Doña Delfina comenzó a inquietarse el mismo domingo cuando a las diez de la noche aún no había llegado su marido a casa. Puntual a la hora de la cena, era muy extraño que no apareciera. El trabajo no podía ser la causa de su retraso por ser día festivo ni tampoco que se hubiera entretenido en un bar, pues su hígado no le permitía la bebida. Le vino el pensamiento de que pudiera estar con su querida. No es que ella conociese la existencia de esa mujer, ni tan siquiera estaba al corriente de sus visitas a Carlota, la puta de la calle del Caballo, y aún menos de lo que hacía con los muchachos de sus detenidos. En realidad, era la primera vez que se le ocurría tal suposición, pero llevaba tiempo con esa idea rondándole en la cabeza harta de que le hiciera caso omiso en la cama. Desde que tuvieron el niño había dejado de tocarla por más que ella se paseara por el dormitorio luciendo nuevos modelos de camisones con lazos provocativos bailando como Betty Grable o se removiera en el lecho con suspiros insinuantes. La pobre no conseguía provocar erotismo alguno, pero aunque hubiera sido capaz de ello, daba igual. Él, rebujado en las sábanas, ni la veía, ni la sentía. Así es que no era disparatado que Doña Delfina creyera haber encontrado en su conjetura la causa de tanto desdén. Al fin y al cabo, de sobras era conocido que el Gobernador, el Jefe de Policía, el Alcalde y muchos Ministros, directores de bancos, jueces y otras autoridades o personalidades ostentando altos cargos tenían todos una querida.
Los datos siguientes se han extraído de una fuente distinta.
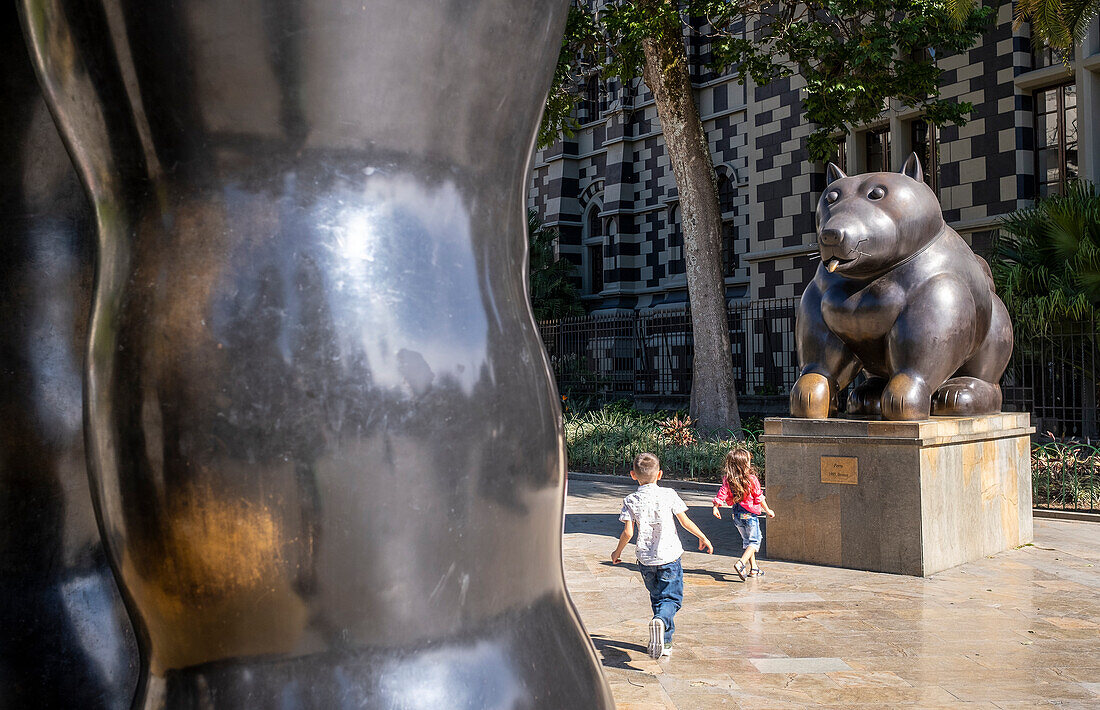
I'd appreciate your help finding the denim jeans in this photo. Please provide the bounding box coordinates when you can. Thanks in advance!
[734,509,763,551]
[638,559,684,644]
Formaba parte de la costumbre y del estatus. Su marido no iba a ser menos. Ahora que lo pensaba se daba cuenta de que había sido una ingenua al negar ser engañada cuando sus amigas insistían en decirle que todos los hombres son iguales y cometen los mismos desmanes. Cuando el reloj dio las once, mandó a su hijo a dormir y también a Inocencia, la criada. No quería que fueran testigos de los nervios que le estaban entrando. Más tarde, al sonar las campanadas de la medianoche, pensó que era excesiva la tardanza y ya no quiso esperarle más. Cenó ella sola lo suyo y lo de él en venganza por dejarla con la mesa puesta y la cena fría. Sin más, se fue a su cuarto, cerró la puerta dando un fuerte portazo que la relajó de la tensión que había acumulado y, ya más sosegada, se metió en la cama. Al momento estaba roncando como una foca.